Implementation:Triton inference server Server Perf Analyzer Verification
| Field | Value |
|---|---|
| Page Type | Implementation |
| Title | Perf_Analyzer_Verification |
| Namespace | Triton_inference_server_Server |
| Domains | Performance, Quality_Assurance |
| External Dependencies | perf_analyzer from nvcr.io/nvidia/tritonserver:<version>-py3-sdk or triton-model-analyzer pip package; curl for Prometheus metrics endpoint |
| Last Updated | 2026-02-13 17:00 GMT |
Overview
Concrete re-benchmarking procedure using Perf Analyzer and Prometheus metrics to verify optimization gains. This implementation covers both the benchmark comparison (re-running Perf Analyzer with identical parameters) and runtime metrics collection (querying the Prometheus endpoint) to confirm that applied optimizations yield measurable improvement.
Description
Performance verification consists of two complementary procedures:
1. Benchmark Re-run: Execute the same Perf Analyzer command used during baselining against the server running with the optimized configuration. The identical parameters ensure a valid comparison.

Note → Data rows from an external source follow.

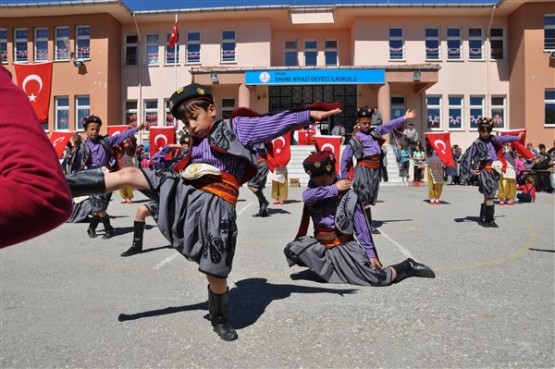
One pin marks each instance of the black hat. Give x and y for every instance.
(92, 119)
(364, 112)
(194, 91)
(322, 162)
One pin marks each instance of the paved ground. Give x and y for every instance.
(71, 302)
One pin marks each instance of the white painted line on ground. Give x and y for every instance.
(401, 248)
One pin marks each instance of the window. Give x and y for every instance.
(497, 43)
(82, 110)
(455, 112)
(131, 112)
(62, 43)
(432, 44)
(498, 111)
(397, 106)
(3, 45)
(41, 44)
(170, 120)
(433, 107)
(330, 52)
(476, 110)
(152, 49)
(172, 53)
(151, 112)
(396, 44)
(454, 51)
(228, 104)
(291, 54)
(228, 46)
(311, 52)
(549, 32)
(550, 107)
(131, 50)
(61, 104)
(475, 44)
(83, 42)
(193, 47)
(20, 44)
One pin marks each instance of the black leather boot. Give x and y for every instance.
(87, 182)
(490, 219)
(368, 213)
(107, 227)
(482, 220)
(92, 226)
(217, 307)
(137, 246)
(410, 268)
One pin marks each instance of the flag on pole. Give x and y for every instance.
(35, 80)
(174, 37)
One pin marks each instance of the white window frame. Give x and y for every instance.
(20, 55)
(474, 53)
(191, 58)
(40, 54)
(58, 109)
(457, 39)
(83, 43)
(59, 53)
(394, 51)
(152, 58)
(502, 106)
(435, 39)
(430, 120)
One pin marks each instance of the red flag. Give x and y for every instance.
(35, 80)
(441, 142)
(174, 37)
(160, 137)
(279, 151)
(117, 129)
(333, 144)
(59, 140)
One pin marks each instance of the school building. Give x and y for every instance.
(452, 62)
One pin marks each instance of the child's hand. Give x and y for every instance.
(318, 115)
(411, 113)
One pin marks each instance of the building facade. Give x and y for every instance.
(453, 64)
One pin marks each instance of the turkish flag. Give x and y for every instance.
(160, 137)
(519, 145)
(36, 80)
(333, 144)
(174, 37)
(441, 142)
(59, 140)
(117, 129)
(279, 151)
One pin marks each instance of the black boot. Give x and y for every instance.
(410, 268)
(107, 227)
(217, 307)
(482, 220)
(368, 213)
(137, 246)
(92, 226)
(490, 220)
(87, 182)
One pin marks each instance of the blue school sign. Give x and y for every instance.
(315, 77)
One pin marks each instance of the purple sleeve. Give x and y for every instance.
(254, 130)
(362, 233)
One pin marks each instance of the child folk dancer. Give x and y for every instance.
(197, 198)
(365, 146)
(342, 249)
(477, 160)
(96, 151)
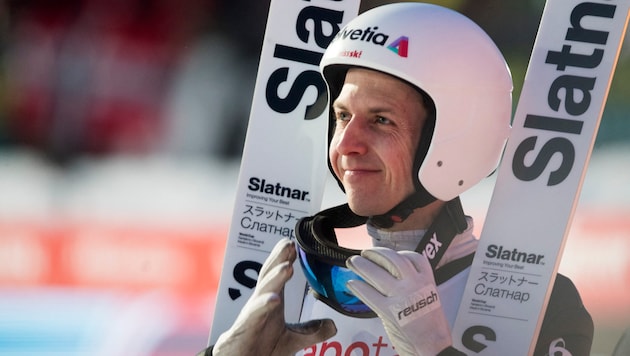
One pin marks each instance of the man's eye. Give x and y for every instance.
(343, 116)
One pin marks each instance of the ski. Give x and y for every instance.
(283, 168)
(540, 177)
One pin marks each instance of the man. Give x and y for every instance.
(421, 103)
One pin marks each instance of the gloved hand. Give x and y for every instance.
(260, 328)
(400, 289)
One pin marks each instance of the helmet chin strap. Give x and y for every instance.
(420, 198)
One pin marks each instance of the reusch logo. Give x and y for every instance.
(400, 46)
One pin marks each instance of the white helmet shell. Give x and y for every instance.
(456, 63)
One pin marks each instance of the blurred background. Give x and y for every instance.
(121, 129)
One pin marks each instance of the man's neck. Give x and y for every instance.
(420, 218)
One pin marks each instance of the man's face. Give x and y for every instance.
(378, 124)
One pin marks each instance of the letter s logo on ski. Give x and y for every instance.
(240, 276)
(325, 24)
(471, 339)
(532, 159)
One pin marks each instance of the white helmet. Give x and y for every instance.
(453, 61)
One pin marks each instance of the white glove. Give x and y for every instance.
(260, 328)
(400, 289)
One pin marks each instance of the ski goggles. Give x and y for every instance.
(323, 261)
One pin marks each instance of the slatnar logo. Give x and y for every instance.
(400, 46)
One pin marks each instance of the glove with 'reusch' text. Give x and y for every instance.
(400, 288)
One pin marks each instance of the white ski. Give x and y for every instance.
(283, 170)
(541, 174)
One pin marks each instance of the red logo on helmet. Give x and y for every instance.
(400, 46)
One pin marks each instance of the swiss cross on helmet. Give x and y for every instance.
(463, 76)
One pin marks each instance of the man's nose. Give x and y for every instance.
(352, 139)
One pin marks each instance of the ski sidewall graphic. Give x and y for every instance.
(283, 169)
(540, 177)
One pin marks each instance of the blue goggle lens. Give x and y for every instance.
(328, 281)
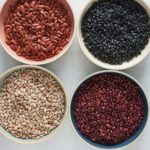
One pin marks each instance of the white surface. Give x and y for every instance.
(71, 69)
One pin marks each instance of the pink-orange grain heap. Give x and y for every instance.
(37, 29)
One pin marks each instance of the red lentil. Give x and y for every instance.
(108, 108)
(37, 29)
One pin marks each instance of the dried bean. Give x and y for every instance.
(26, 111)
(108, 108)
(29, 18)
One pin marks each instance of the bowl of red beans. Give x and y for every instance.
(36, 32)
(109, 110)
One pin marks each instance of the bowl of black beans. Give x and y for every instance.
(115, 34)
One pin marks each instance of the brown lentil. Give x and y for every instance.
(108, 108)
(32, 104)
(37, 29)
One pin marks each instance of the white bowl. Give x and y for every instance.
(53, 132)
(134, 138)
(99, 63)
(3, 14)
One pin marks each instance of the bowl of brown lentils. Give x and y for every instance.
(33, 104)
(115, 34)
(36, 32)
(109, 110)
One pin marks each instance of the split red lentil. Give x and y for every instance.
(108, 108)
(37, 29)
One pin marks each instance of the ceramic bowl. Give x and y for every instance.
(133, 138)
(3, 14)
(53, 132)
(101, 64)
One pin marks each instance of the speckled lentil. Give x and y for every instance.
(32, 104)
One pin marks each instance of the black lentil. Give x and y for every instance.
(115, 31)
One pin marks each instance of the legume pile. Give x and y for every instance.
(115, 31)
(37, 29)
(108, 108)
(32, 104)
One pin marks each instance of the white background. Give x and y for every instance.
(71, 69)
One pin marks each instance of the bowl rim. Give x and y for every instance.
(146, 99)
(46, 61)
(62, 122)
(126, 65)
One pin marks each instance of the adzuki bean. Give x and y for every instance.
(37, 29)
(108, 108)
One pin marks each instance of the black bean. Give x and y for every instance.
(115, 31)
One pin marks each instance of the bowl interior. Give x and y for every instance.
(3, 15)
(122, 144)
(32, 141)
(99, 63)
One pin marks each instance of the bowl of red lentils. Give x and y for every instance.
(115, 34)
(109, 110)
(33, 104)
(36, 32)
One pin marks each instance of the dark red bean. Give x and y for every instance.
(108, 108)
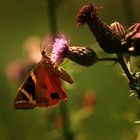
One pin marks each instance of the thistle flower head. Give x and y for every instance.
(59, 46)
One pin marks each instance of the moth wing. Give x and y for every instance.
(26, 93)
(48, 90)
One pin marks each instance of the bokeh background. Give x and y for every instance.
(99, 106)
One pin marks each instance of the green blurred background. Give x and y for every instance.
(113, 115)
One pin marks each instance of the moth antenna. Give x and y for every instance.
(66, 61)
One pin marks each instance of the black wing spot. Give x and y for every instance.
(29, 86)
(54, 95)
(43, 85)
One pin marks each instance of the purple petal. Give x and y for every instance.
(59, 47)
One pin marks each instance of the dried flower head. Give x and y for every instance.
(132, 40)
(119, 30)
(106, 38)
(86, 12)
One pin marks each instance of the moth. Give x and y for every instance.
(42, 87)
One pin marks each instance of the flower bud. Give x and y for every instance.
(106, 38)
(81, 55)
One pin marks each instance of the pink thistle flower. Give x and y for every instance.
(59, 47)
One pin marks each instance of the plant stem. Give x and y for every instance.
(131, 79)
(66, 127)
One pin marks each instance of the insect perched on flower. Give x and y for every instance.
(42, 87)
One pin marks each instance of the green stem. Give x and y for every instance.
(129, 11)
(51, 11)
(66, 127)
(131, 79)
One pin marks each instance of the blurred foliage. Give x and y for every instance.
(113, 115)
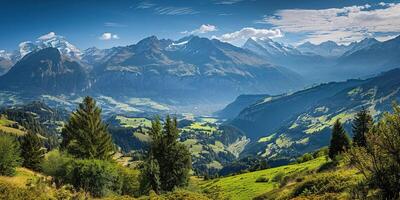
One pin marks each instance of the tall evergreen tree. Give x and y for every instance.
(339, 141)
(85, 135)
(173, 158)
(361, 125)
(9, 154)
(32, 151)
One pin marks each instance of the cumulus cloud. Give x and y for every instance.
(166, 10)
(108, 36)
(171, 10)
(204, 28)
(342, 25)
(114, 24)
(242, 35)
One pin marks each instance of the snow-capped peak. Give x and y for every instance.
(47, 36)
(5, 54)
(50, 40)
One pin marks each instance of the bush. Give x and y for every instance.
(325, 183)
(9, 155)
(321, 152)
(278, 177)
(182, 195)
(130, 181)
(306, 157)
(94, 176)
(54, 165)
(262, 179)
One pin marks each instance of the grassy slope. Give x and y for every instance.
(4, 127)
(244, 186)
(21, 178)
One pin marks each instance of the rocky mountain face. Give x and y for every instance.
(45, 71)
(326, 49)
(192, 68)
(6, 62)
(329, 61)
(291, 125)
(49, 40)
(373, 59)
(188, 71)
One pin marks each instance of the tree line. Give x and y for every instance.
(374, 151)
(86, 161)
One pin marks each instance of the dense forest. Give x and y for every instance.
(84, 162)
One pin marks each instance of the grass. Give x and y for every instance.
(20, 179)
(198, 126)
(133, 122)
(4, 123)
(244, 186)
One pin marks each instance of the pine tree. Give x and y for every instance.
(9, 155)
(85, 135)
(361, 125)
(32, 151)
(339, 141)
(150, 176)
(173, 158)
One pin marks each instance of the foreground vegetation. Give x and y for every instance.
(84, 165)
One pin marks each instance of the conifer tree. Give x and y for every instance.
(339, 141)
(9, 155)
(32, 151)
(85, 135)
(173, 158)
(361, 125)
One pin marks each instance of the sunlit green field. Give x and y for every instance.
(244, 186)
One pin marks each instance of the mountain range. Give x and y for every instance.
(191, 72)
(290, 125)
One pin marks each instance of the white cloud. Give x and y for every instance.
(204, 28)
(108, 36)
(242, 35)
(171, 10)
(342, 25)
(145, 5)
(114, 24)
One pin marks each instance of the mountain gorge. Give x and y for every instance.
(294, 124)
(280, 116)
(188, 71)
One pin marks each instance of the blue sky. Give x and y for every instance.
(111, 23)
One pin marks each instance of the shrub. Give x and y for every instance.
(54, 165)
(130, 181)
(321, 152)
(32, 151)
(9, 155)
(278, 177)
(262, 179)
(94, 176)
(306, 157)
(325, 183)
(182, 195)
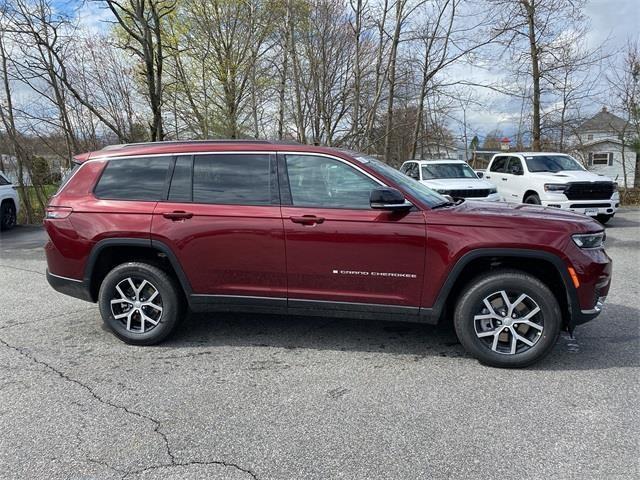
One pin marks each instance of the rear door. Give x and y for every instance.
(222, 220)
(341, 254)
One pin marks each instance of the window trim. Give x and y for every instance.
(285, 187)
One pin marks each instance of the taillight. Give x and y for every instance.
(58, 212)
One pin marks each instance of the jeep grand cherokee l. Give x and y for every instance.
(146, 230)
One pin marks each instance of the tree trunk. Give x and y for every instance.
(535, 72)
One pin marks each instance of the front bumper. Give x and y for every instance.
(586, 207)
(69, 286)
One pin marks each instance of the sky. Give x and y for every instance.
(613, 23)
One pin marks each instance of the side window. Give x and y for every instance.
(515, 166)
(499, 164)
(181, 181)
(141, 178)
(329, 183)
(232, 179)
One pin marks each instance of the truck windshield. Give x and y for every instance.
(551, 163)
(447, 170)
(412, 186)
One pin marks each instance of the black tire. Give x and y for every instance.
(168, 299)
(532, 199)
(603, 218)
(7, 215)
(515, 283)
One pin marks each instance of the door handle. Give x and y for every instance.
(307, 220)
(177, 215)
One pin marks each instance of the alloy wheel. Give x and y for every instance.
(137, 303)
(508, 322)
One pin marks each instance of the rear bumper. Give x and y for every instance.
(70, 286)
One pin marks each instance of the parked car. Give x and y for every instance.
(9, 204)
(451, 177)
(146, 230)
(554, 180)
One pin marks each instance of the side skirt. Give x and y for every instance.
(303, 307)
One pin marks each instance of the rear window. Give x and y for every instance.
(232, 179)
(499, 164)
(134, 179)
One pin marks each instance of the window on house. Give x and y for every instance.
(601, 159)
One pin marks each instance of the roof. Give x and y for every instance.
(604, 121)
(195, 146)
(436, 160)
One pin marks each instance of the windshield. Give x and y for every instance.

2. Prometheus Metrics Collection: Query the Triton metrics endpoint to collect runtime performance counters, GPU utilization, and memory usage data that complement the point-in-time benchmark.
The combination of these two data sources provides a comprehensive view of optimization impact: Perf Analyzer gives controlled, reproducible throughput and latency measurements, while Prometheus metrics show resource utilization and operational health.
Usage
CLI Signature (Perf Analyzer Re-run)
# Run identical benchmark as baseline (same parameters)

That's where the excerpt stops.